This Data Processor Agreement is an integrated part of the MSA, EULA and the PSA. The Customer has subscribed for certain Subscription Items from Cognite pursuant to the Subscription Agreement. The Customer is also referred to as the "Data Controller" and Cognite as the "Data Processor". Any capitalized terms not specifically defined in this Data Processor Agreement shall have the meaning as set forth in the MSA.
In this Data Processor Agreement:
- the Data Controller shall be a “controller” for the purposes of the GDPR;
- the Data Processor shall be a “processor” for the purposes of the GDPR;
- GDPR has the meaning set out below;
- "Personal Data" has the meaning given to the term “personal data” in Article 4(1) of the GDPR;
- "Personal Data Breach" has the meaning given to the term “personal data breach” in Article 4(12) of the GDPR; and
- "processing" has the meaning given to that word in Article 4(2) of the GDPR, and its cognates shall be construed accordingly.
The Data Processor’s performance of the Subscription Items may include the processing of Personal Data on behalf of the Data Controller.
In accordance with Article 28(3) of the REGULATION (EU) 2016/679 OF THE EUROPEAN PARLIAMENT AND OF THE COUNCIL of 27 April 2016 on the protection of natural persons with regard to the processing of personal data and on the free movement of such data, and repealing Directive 95/46/EC ("GDPR"), the obligations of the Data Processor are set out in this Data Processor Agreement.
If Customer has entered into a Subscription Agreement with a reseller or another party offering Subscription Items from Cognite, such reseller shall be referred to as the "Data Processor" and Cognite shall be referred to as sub-processor for the purpose of this Data Processor Agreement.
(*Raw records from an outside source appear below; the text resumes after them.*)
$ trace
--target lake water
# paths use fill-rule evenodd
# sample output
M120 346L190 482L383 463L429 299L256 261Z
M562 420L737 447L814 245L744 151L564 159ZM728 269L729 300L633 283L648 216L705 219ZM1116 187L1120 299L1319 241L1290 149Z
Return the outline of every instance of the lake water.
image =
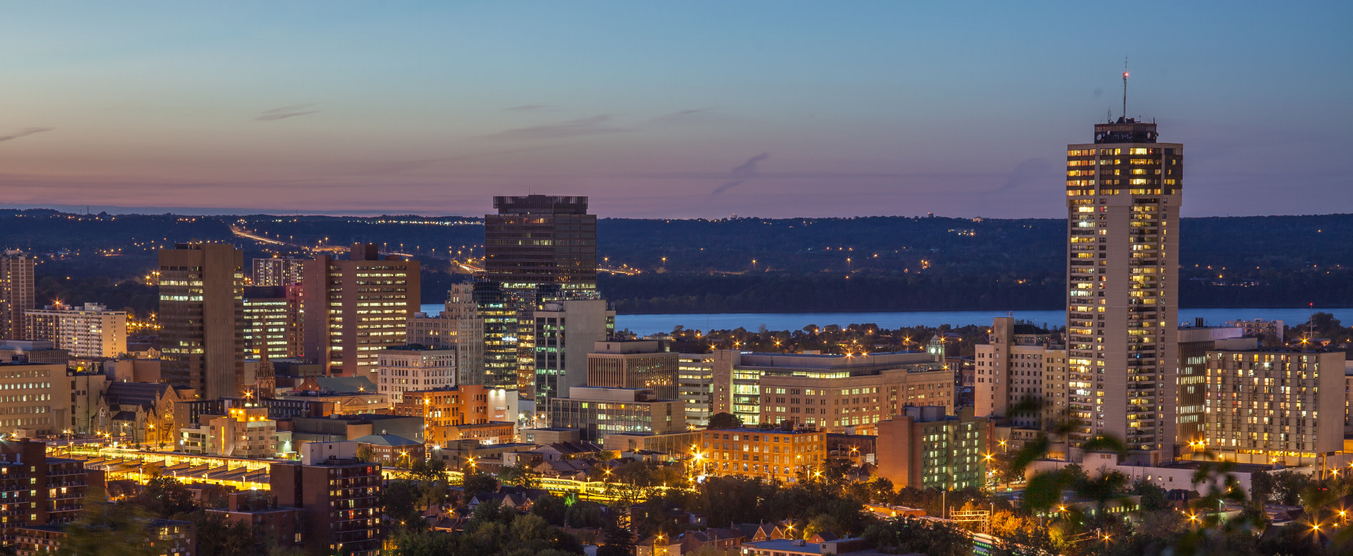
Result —
M422 310L429 314L440 313L441 304L423 305ZM1193 318L1203 317L1204 323L1224 324L1229 320L1281 320L1287 325L1295 325L1310 320L1311 313L1323 310L1334 313L1334 317L1344 321L1353 321L1353 309L1180 309L1180 321L1192 323ZM1063 310L1017 310L1007 313L1004 310L888 310L875 313L698 313L698 314L617 314L616 329L628 328L637 335L651 335L656 332L671 332L678 324L686 328L733 329L743 327L755 331L762 324L773 331L796 331L809 324L825 327L835 324L847 327L851 324L873 323L879 328L898 327L939 327L951 324L962 327L967 324L992 324L992 318L1007 314L1015 318L1030 320L1035 324L1058 327L1066 324Z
Customer has consented to Cognite as sub-processor. This Data Processor Agreement applies equally between reseller as Data Processor and Cognite as sub-processor.
1. Scope of data processing
This Data Processor Agreement governs and defines the legal limits of the Data Processor’s processing of Personal Data on behalf of the Data Controller. The limits and obligation set out in this Data Processor Agreement shall be in addition to those imposed by Applicable Law, including the GDPR.
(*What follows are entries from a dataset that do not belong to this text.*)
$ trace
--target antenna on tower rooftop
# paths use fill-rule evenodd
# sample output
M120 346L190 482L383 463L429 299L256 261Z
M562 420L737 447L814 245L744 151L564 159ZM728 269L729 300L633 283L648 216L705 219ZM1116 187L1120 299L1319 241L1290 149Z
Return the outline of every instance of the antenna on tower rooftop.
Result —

The Data Processor’s performance of the Subscription Items may entail processing of Personal Data relating to the Data Controller’s employees, consultants, customers, and clients, including but not limited to names, national identity numbers, addresses, e-mail addresses, IP addresses, dates of birth, telephone numbers, invoice information, tax information, and bank account details.
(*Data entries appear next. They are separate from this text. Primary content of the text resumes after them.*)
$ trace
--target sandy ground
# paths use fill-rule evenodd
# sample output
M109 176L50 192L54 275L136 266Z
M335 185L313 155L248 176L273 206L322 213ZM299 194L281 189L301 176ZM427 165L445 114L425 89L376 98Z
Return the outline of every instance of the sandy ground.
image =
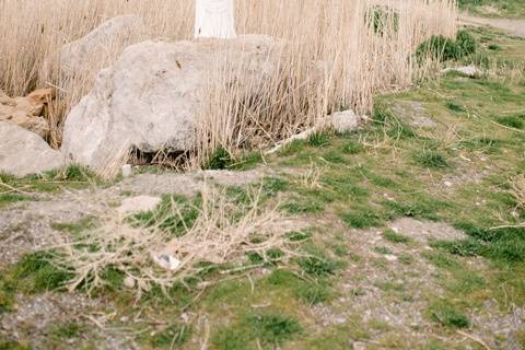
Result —
M474 25L490 25L495 28L500 28L512 33L514 35L525 36L525 19L524 20L510 20L510 19L483 19L476 18L468 14L462 14L459 16L459 23L474 24Z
The objective of the Data Processor's processing of Personal Data on behalf of the Data Controller shall be to provide the Subscription Items set out in the Subscription Agreement.
The Personal Data shall not be processed in other ways than what is necessary in order to provide the Subscription Items.
2. The data controller's obligations
The Data Controller shall ensure that the processing of Personal Data is permitted and in accordance with Applicable Laws.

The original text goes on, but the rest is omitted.